Mr. Bernstein said that if the initiative passes with 60 to 70 percent of the vote, that he would expect the unions to be reasonable. "It would be a very bad public relations ploy on their part to oppose it.

Given the unions' past tone deafness on this issue I think we can be assured they will file suit after the measure passes.

Like this comment
Posted by Joseph E. Davis
a resident of Woodside: Emerald Hills
on Aug 31, 2010 at 12:28 pm

There is no doubt that the unions will sue to overturn a successful initiative like this, because they are entirely motivated by greed. That is their right, as it is the right of sensible taxpayers to oppose them utterly.

Like this comment
Posted by Menlo Voter, too
a resident of Menlo Park: Linfield Oaks
on Aug 31, 2010 at 12:59 pm

I agree with the last commentor. Just see what happened in San Jose recently. The fire fighters would not take a 9% pay cut to save 49 of their fellow fire fighters' jobs. The public sector workers and their union representatives have to realize that things have changed. People in the private sector are having to work harder for less.

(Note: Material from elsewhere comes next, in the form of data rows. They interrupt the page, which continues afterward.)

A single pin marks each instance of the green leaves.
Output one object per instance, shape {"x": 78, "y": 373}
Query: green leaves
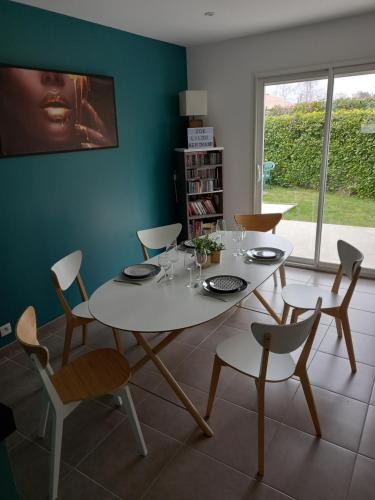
{"x": 294, "y": 141}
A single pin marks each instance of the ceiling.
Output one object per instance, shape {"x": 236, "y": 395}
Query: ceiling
{"x": 183, "y": 21}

I would gladly take the pension benefits that the reform initiative will implement. It's better than anything I'll ever get by working in the private sector. And, it is just what our public school teachers get now.

Like this comment
Posted by Steve
a resident of Menlo Park: Downtown
on Aug 31, 2010 at 3:57 pm

Peter you were right! The citizens do have a say. But then, the unions don't understand this.

Like this comment
Posted by Concerned Parent
a resident of Menlo Park: The Willows
on Sep 1, 2010 at 1:44 pm

What is happening is that pensions and retirement at 50 for public workers was great as long as the pain could be deferred, things didn't appear out of whack with the private sector, there weren't the tools to see what was happening and there was litle impact on services because of the relatively small number of retirees. Now the giveaway is revealed due to reversal of all these trends: there are more retirees, people are living longer so the defined benefit liability is much higher than expected, private sector pay has stagnated (if one has a job), and there aren't revenues (despite high state tax rates) to pay for generous pensions and maintain services. The public sector unions (and most unions from what I can tell) are about getting what they can for themselves. In this case, the logical extension is that unions will get theirs and the rest of the public will pay no matter what. This is the difference between what is good for society as a whole vs. what is best for the individual (as represented by unions). The tide has turned now that the public is becoming more aware of this issue and the union self-interest is exposed. The next trend may well be that different pension packages are set up for younger employees, followed by an emphasis on hiring more junior people due to budgetary concerns. The fundamental relationship of trust between public workers and the public has been irreversibly broken (which not surprisingly is why unions don't want individuals to be able to have a say in their pay). In this day of the internet and more information disclosed, unions will not be able to play the games of the past and the sooner this is realized, the better for all involved. The idea of shared sacrifice from everyone but those who get their income by taxing others is not sustainable.